- Bain Capital reopens talks with SK Hynix for Western Digital-Kioxia merger.
- SK Hynix’s concerns halted previous discussions in October.
- SK Hynix’s approval is crucial, holding convertible bonds for a 15% stake in Kioxia.
In a recent development reported by Kyodo newswire on Saturday, private equity firm Bain Capital has initiated discussions with South Korean chip maker SK Hynix (000660.KS) to revive negotiations for the potential merger of memory chip giants Western Digital (WDC.O) and Japan’s Kioxia Holdings. The merger talks, which have been on and off since 2021, had hit a roadblock in October due to SK Hynix’s opposition, citing concerns over the impact on the value of its substantial investment in Kioxia.

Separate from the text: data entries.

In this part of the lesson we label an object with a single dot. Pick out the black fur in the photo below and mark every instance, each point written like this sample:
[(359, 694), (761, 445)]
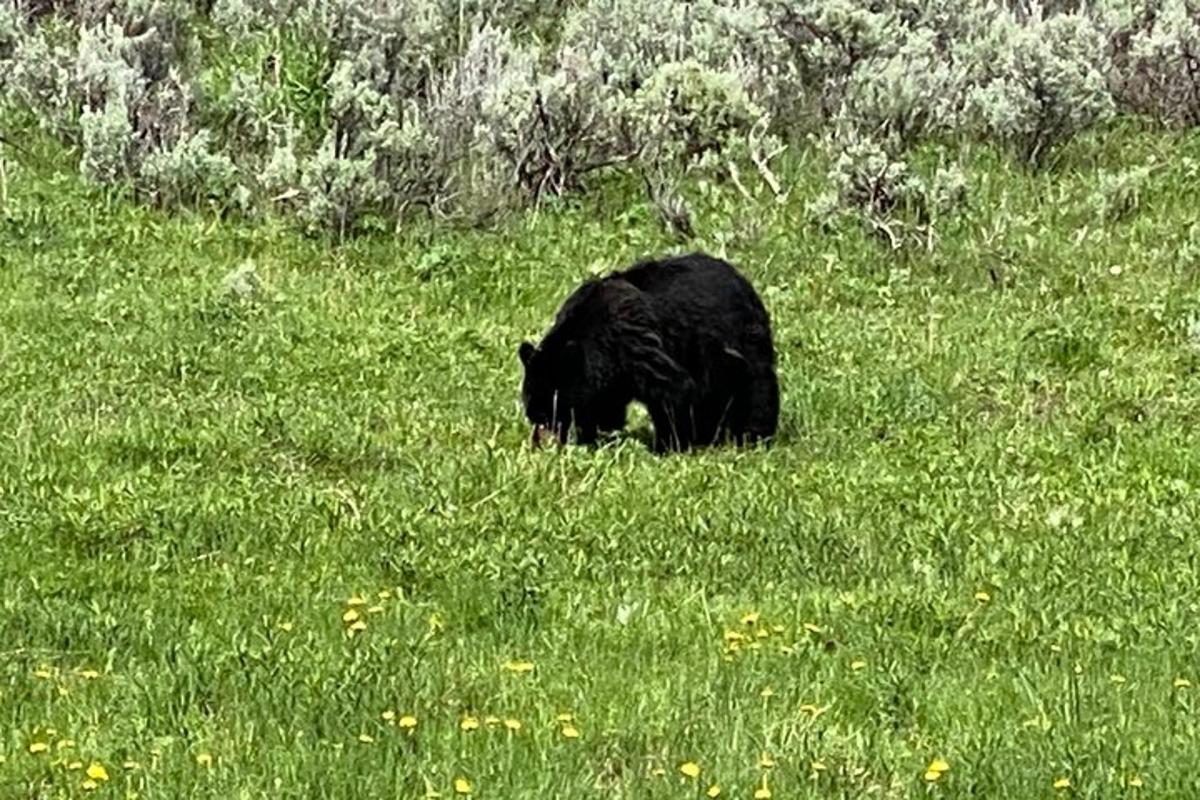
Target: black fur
[(685, 336)]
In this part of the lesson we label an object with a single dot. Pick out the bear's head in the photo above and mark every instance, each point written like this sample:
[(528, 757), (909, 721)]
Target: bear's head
[(553, 388)]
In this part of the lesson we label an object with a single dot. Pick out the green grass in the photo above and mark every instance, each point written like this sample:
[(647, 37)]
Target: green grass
[(193, 486)]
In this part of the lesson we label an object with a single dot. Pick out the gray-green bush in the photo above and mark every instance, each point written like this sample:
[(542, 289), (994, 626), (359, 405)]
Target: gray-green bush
[(349, 115)]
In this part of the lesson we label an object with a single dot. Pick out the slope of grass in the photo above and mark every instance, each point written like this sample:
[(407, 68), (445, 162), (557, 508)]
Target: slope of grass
[(975, 540)]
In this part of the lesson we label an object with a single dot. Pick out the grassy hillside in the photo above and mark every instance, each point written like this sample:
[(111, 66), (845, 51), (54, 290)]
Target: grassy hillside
[(975, 540)]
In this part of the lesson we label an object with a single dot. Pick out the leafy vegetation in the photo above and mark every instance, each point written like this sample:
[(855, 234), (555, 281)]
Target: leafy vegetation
[(273, 528)]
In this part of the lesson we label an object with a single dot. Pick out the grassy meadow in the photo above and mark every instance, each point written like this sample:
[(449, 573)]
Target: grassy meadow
[(285, 536)]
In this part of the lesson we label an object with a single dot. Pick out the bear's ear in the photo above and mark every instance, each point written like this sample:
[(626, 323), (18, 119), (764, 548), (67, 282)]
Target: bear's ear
[(526, 352)]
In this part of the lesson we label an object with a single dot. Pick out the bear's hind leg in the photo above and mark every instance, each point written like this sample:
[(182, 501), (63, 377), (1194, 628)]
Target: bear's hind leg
[(757, 413)]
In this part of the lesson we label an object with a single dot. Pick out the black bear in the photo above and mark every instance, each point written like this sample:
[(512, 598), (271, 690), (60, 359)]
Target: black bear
[(685, 336)]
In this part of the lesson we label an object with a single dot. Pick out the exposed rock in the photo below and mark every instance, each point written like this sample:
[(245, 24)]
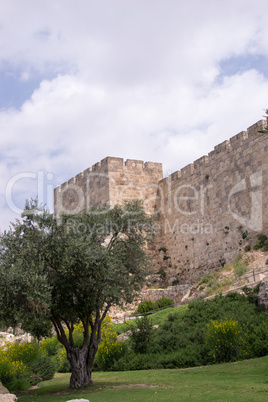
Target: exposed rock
[(8, 398), (263, 293)]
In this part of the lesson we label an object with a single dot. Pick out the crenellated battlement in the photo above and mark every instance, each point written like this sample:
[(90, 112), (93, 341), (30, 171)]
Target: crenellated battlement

SK Hynix, a key player in the semiconductor industry and a direct competitor to both Western Digital and Kioxia, holds a significant stake in the Japanese firm. The South Korean company invested 395 billion yen ($2.67 billion) in Kioxia in 2018 as part of a consortium led by Bain Capital that acquired the Japanese company from Toshiba Corp. SK Hynix’s involvement includes holding bonds convertible into an equity stake of up to 15% in Kioxia, making its approval a crucial precondition for any potential merger.
The resumption of talks signals Bain Capital’s persistent efforts to bring the major players in the memory chip market together, despite the previous setbacks. The potential merger of Western Digital and Kioxia could reshape the dynamics of the semiconductor industry, and Bain Capital’s engagement with SK Hynix indicates a renewed push to overcome the challenges and move forward with the consolidation of these key players.
The outcome of the negotiations remains uncertain, and stakeholders will closely watch for further developments as the discussions progress.